プラチナの基礎知識
プラチナの和名は「白金」といいます。日本人は大変プラチナが好きな民族で全世界のジュエリー用プラチナ需要のうち、5分の1を日本が占めています。
「重くて火にも溶けない白い金」といわれたプラチナ
色は銀と同じ白系てすが、銀よりもわずかに黒みがかった渋みのある色合いをしています。
特徴1 融点がきわめて高い
プラチナの融点は1772℃。金の1064℃、銀の960.8℃よりはるかに高温づす。現在はプラチナの加工技術は完成していますが、かつてはこの溶けにくさが壁となり、ジュエリーには使われない時代が長く続きました。
特徴2 比重が重い
プラチナの比重は21.45。金は19.32、銀は10.50です。
特徴3 展延性が高い
大変延びやすく、金箔のように0.2ミクロン程度にまで薄くできます。粘りも強いため、ジュエリー素材に適しています。
特徴4 耐性が高い
王水(濃硝酸と濃塩酸の混合強酸液)以外に溶けず、銀のように自然に黒ずむこともありません。
世界最古のプラチナ製品は化粧用の小箱
古代からさまざまな用途に使われてきた金・銀に比べて、プラチナが人類と深く関わるようになったのはごく最近です。
利用された歴史がないわけではなく、金・銀と同じくコダイエジプト時代の遺跡からは、プラチナ製品が見つかっています。紀元前750年頃の女性神官・シェペヌペット一世の墳墓から発見された小さな化粧ケースは、表面に彫られた象形文字の一部にプラチナが象眼されています。「テーベの小箱」と名付けられたこの作品は、世界最古のプラチナ製品とされていますが、古代エジブト人が銀と違う金属としてプラチナを扱っていたかは疑問です。
インカ帝国の驚くべきプラチナ使い
実際にプラチナを使いこなしていたのは、南米イクアドルのインカ帝国(12~15世紀頃)です。卓越した金属文化を持っていたインカ人たちは、プラチナを「銀とは違うもの」ときちんと認識していました。エスメラルダ地方の遺跡からはたくさんのプラチナ製リングやペンダント、鼻輪、耳飾りが発見されていますが、それにしてもいったんどんな技術で、極めて高温でしか融解しないプラチナを精錬していたのかは謎です。
「小粒の銀」と名付けられた不遇の歴史
プラチナはスペイン語で「小さな銀」を意味します。
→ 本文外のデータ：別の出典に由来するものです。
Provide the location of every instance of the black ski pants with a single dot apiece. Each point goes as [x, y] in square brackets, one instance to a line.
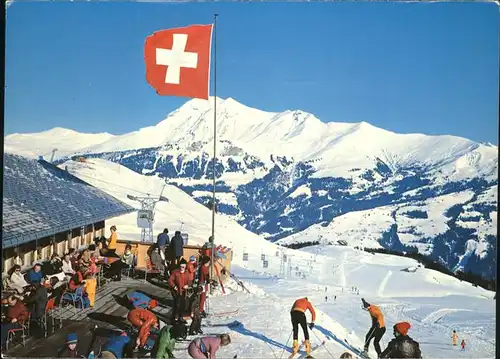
[376, 334]
[299, 318]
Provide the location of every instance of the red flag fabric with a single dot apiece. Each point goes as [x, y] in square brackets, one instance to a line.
[178, 61]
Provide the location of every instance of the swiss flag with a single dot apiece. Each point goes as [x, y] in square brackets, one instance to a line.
[178, 61]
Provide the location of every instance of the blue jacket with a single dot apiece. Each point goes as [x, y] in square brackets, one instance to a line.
[163, 240]
[177, 245]
[139, 300]
[116, 345]
[33, 277]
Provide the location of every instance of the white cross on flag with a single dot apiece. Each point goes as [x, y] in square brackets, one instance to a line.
[178, 61]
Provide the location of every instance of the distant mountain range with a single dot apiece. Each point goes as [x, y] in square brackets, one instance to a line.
[290, 177]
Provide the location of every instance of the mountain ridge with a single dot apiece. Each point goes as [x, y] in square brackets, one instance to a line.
[280, 173]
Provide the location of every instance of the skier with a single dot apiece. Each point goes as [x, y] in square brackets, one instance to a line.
[115, 346]
[402, 346]
[298, 317]
[377, 329]
[195, 327]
1735年、スペイン人の海軍将校ドン・アントニオ・ウローラが、コロンビアのピント川近くで見つけた白い金属を「ピント川の小さな銀(=プラチナ デル ピント)」と呼んだことに由来します。
実はこの呼称には、プラチナを馬鹿にした意味合いも含まれています。当時のプラチナは、砂金に混ざった
砂白金(砂状のプラチナ)の状態で採取されていました。当時は砂金と砂白金の分離はとても難しく、しかも分離したところで砂白金は、加工の術が分からない厄介者。今からは想像もつきませんが、当時は銀よりも価値が低く、砂金掘り師たちは砂白金が見つかると土に埋めて戻したそうです。
溶解法の発見がプラチナの転機に
1751年にプラチナに転機が訪れます。イギリスの科学者チャールズ・ウッドとウィリアム・ブラウンリッグが英国王室協会に「プラチナは他の金属と性質が異なる」という共同研究の成果を報告しました。ヨーロッパ中の研究者たちはがぜんプラチナに注目し、1779年にはドイツのフランツ・K・アハルトによって、砒素を加えて加熱する溶解法が確立します。
ジュエリー素材として不動の地位を築いた20世紀
加工の途があると分かると、実験的にいくつかのジュエリーブランドがプラチナ製品を作りました。18世紀のフランス宮廷では、ルイ16世の専属金細工師、マール・マチェンヌ・ジャネティが苦心の末に、見事なコーヒーポットや砂糖壺を製作しています。本格的にジュエリーに取り入れたのは、フランスの老舗宝飾店カルティエです。19世紀初頭にプラチナで作られた、当時流行のガーランド・スタイルジュエリーは、プラチナの特性を見事に生かした繊細で精考巧なつくりで、ダイヤモンドの輝きを一層引き立たせます。おまけに、銀のようにしだいに黒ずむこともありません。プラチナ人気はジュエリー界に瞬く間に広まり、伝統を重んじるヨーロッパ王室でさえも、王冠やティアラにプラチナを取り入れました。
ジュエリー用プラチナは、パラジウムとの合金が主流
ジュエリー用のプラチナは、硬度や加工のしやすさの点から、パラジウムを割金にした合金が一般的です。
プラチナの含有率は1000分率で表します。日本の国家検定ではPt1000、Pt950、Pt950、Pt850の4品位制を取っています。Pt1000は純プラチナ100%、Pt950は含有率95%の意味。Pt850以下の製品は、ジュエリーとしては一般的ではありません。
最も一般的なプラチナ合金は、プラチナ900です。このプラチナ900の代表的な合金は、プラチナ900‰に100‰のパラジウムを加えた合金です。溶解の温度こそゴールドに比べれずっと高いということはありますが、高温でも酸化せず、また、鍛造もしやすく、赤熱した状態での鎚打ちによって自由に変形させるなど、容易に加工することができます。硬さは65~140Hvまで上がります。リング、ブローチなどのほとんどには、プラチナ900が使用されています。
プラチナ900の三元合金には、上記合金のパラジウムの一部を、それぞれ10~30‰のルテニウムRu、あるいは30~70%の銅Cuで置き換えたものなどがあり、硬さや切削性を向上させるなどの効果があります。
プラチナ850の代表的な合金は、850‰のプラチナにパラジウム割金150‰を加えた合金です。硬さは、前記の二元プラチナ900より硬く、三元合金のプラチナ900並の75~200Hvまで上がります。しかも、製鎖性がよいので、専らネックチェーンなどに使われます。なお、日本では、プラチナ含有量が850‰未満の製品には、政府の品位証明はもらえないことになっています。